The structure of a novel isn’t simply industry convention, it taps into psychological behind how we understand a story.
A novel starts at 40,000 words or more in length. For some people that seems daunting while for others the struggle is to keep their word count manageable. Writing a novel is like having children, it seems a great idea before you start, but then comes the hard work. One thing you can do to reduce that work is to write to the expected novel structure. (I’m talking technical construction here, not genre plot expectations). Nearly every successful novel has most of these elements of structure the majority having all. It takes a skilled writer to abandon convention without creating a total mess.
Every story needs a beginning, a middle, and an end. This is the simplest structural breakdown, commonly known as the 3 Act Structure (see also Monomyth and Hero’s Journey). Rare stories start at the end and work their way backwards. But, that’s just shuffling the order in which the acts are encountered and takes both a skilled author and a forgiving reader.

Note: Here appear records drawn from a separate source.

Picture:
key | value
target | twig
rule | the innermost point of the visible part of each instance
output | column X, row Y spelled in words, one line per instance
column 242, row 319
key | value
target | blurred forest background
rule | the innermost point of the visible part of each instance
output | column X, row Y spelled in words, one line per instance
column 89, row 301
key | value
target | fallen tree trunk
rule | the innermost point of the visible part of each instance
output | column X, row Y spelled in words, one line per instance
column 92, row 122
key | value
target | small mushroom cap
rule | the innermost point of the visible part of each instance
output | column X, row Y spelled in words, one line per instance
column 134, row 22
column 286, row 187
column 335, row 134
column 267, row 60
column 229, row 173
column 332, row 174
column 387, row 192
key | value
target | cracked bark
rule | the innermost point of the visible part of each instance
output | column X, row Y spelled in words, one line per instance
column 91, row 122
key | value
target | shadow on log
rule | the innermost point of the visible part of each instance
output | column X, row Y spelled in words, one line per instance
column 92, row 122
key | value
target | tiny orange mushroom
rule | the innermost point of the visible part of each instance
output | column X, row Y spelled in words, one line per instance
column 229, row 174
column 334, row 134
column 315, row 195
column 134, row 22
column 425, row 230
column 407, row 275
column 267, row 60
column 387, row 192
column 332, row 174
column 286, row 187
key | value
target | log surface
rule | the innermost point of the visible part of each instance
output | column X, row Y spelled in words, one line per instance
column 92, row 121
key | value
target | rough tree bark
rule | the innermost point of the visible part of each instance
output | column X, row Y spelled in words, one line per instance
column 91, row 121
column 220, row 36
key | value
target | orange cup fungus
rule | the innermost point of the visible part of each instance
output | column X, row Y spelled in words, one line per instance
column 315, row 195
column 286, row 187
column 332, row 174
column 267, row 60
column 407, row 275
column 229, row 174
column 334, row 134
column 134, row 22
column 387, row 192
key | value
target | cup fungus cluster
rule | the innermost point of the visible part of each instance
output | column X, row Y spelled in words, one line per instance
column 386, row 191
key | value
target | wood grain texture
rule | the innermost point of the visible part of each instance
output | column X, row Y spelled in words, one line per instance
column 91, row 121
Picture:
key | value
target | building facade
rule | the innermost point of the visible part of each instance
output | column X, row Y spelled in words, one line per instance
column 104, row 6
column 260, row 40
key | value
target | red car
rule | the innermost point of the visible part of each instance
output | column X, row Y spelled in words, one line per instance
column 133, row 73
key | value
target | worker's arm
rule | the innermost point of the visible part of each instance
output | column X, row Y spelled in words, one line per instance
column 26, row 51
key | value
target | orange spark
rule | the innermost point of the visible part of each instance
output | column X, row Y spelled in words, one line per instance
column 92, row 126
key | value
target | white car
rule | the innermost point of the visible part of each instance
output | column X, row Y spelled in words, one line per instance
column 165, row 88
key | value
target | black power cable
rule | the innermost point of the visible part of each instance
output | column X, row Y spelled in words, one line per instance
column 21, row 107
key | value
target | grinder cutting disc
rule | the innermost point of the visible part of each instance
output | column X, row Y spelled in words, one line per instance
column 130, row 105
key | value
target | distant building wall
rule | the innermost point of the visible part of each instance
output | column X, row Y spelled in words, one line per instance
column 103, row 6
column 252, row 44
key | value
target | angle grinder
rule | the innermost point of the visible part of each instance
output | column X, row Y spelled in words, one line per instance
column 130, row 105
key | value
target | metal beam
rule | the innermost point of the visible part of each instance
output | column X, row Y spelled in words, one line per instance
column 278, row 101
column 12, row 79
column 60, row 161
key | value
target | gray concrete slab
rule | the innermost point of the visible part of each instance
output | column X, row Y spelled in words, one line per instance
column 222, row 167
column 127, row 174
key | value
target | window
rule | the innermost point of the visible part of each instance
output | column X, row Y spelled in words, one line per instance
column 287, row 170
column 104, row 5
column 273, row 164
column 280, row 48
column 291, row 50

Short stories and novellas can be written to a different structure, with serial novellas often missing the third act and ending on a cliff-hanger.
The beginning (Setup) is where you make your readers care about your story, the world you built, and the characters they find in it. The first act takes up 25% (or less) of your words. Be wary of excessive exposition and telling, not showing.
- Hook the reader so they keep reading;
- Ask the questions that generate interest in your setting;
- Introduce the significant characters;
- Inciting Incident;
- Begin the main plot.
The end (Resolution) is the mirror opposite of the setup. This act is the culmination of all the elements of your story. The final act again takes up 25% (or less) of your words.
- Answer any outstanding questions about your world;
- Make sure significant characters have completed their arcs;
- Conclude the main plot;
- Make sure the reader finishes your book satisfied.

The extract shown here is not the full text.